Changing Lives responds to ...

Changing Lives responds to the Government’s backtrack on plans to criminalise homelessness.

May 2024

1 Min Read

Policy Manager Philippa Rousell responds to the Criminal Justice Bill and the Government's plans to backtrack on criminalising homelessness.

When Parliament voted to repeal the Vagrancy Act in 2022 it felt like a long-awaited victory. Surely we can all see that it makes no sense to criminalise people for being homeless?

The intervening years has shown that this was a naïve thing to think, as measures put forward in the Criminal Justice Bill attempted to criminalise ‘nuisance rough sleeping’ with a definition so broad that it included excessive smells.

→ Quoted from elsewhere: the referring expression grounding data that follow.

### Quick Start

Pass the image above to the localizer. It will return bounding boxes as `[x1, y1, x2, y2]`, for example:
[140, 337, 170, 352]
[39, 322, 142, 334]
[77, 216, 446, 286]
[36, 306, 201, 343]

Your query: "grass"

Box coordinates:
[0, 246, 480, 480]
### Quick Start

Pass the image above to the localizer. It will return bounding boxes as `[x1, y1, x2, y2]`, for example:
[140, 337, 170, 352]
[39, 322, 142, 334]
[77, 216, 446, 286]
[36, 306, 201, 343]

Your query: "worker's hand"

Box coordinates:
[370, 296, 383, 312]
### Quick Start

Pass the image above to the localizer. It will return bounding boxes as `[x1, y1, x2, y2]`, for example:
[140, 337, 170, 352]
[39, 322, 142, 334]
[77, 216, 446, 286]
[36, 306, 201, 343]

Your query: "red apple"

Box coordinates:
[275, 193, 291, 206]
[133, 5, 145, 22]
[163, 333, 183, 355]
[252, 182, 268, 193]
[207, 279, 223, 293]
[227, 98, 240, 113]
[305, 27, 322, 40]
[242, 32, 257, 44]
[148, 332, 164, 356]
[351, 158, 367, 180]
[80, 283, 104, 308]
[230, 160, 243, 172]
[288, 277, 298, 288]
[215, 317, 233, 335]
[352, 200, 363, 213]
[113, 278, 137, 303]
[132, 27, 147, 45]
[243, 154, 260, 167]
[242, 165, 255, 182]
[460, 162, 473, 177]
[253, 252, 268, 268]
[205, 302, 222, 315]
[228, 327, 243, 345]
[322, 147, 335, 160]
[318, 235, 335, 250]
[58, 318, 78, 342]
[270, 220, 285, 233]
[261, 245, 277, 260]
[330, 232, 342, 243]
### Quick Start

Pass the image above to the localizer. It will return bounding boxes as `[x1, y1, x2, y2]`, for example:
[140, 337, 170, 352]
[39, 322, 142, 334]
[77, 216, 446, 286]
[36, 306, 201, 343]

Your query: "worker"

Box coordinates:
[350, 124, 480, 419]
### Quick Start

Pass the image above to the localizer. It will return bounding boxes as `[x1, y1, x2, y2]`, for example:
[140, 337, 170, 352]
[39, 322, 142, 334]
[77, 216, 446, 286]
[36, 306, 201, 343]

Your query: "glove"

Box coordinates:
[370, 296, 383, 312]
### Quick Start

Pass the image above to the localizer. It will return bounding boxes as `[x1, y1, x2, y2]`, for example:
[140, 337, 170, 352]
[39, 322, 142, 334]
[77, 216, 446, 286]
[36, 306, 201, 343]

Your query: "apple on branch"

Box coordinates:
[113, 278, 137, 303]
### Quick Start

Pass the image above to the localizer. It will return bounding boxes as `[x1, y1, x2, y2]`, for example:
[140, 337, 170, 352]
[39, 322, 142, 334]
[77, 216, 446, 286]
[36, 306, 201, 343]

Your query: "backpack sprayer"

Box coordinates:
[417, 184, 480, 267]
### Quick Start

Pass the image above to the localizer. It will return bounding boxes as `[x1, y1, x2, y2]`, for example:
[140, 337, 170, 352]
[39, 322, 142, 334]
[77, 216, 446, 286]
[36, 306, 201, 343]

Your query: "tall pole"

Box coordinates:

We therefore welcome the news this week that the government will amend the definition of nuisance rough sleeping but remain concerned that the concept of nuisance rough sleeping remains in the Bill. Not only could this still be used to unfairly prosecute vulnerable people, it sends a message that people experiencing homelessness and rough sleeping are an inconvenience that needs to be hidden away, rather than a visible symptom of wider failings in our welfare, housing and homelessness systems.

We are in agreement with the wider homelessness sector that the powers introduced through the Bill are unnecessary – as the police already have powers to deal with genuine anti-social behaviour - and to the detriment of people experiencing homelessness.

What we really need to see from the government, if they are serious about ending homelessness, is investment in affordable housing and homelessness services. After years of austerity, homelessness service providers are operating on the bare bones and being expected to deliver more for less every year. With local authorities under immense financial pressure themselves, driven in part by rising temporary accommodation costs, the sector needs urgent intervention from national government.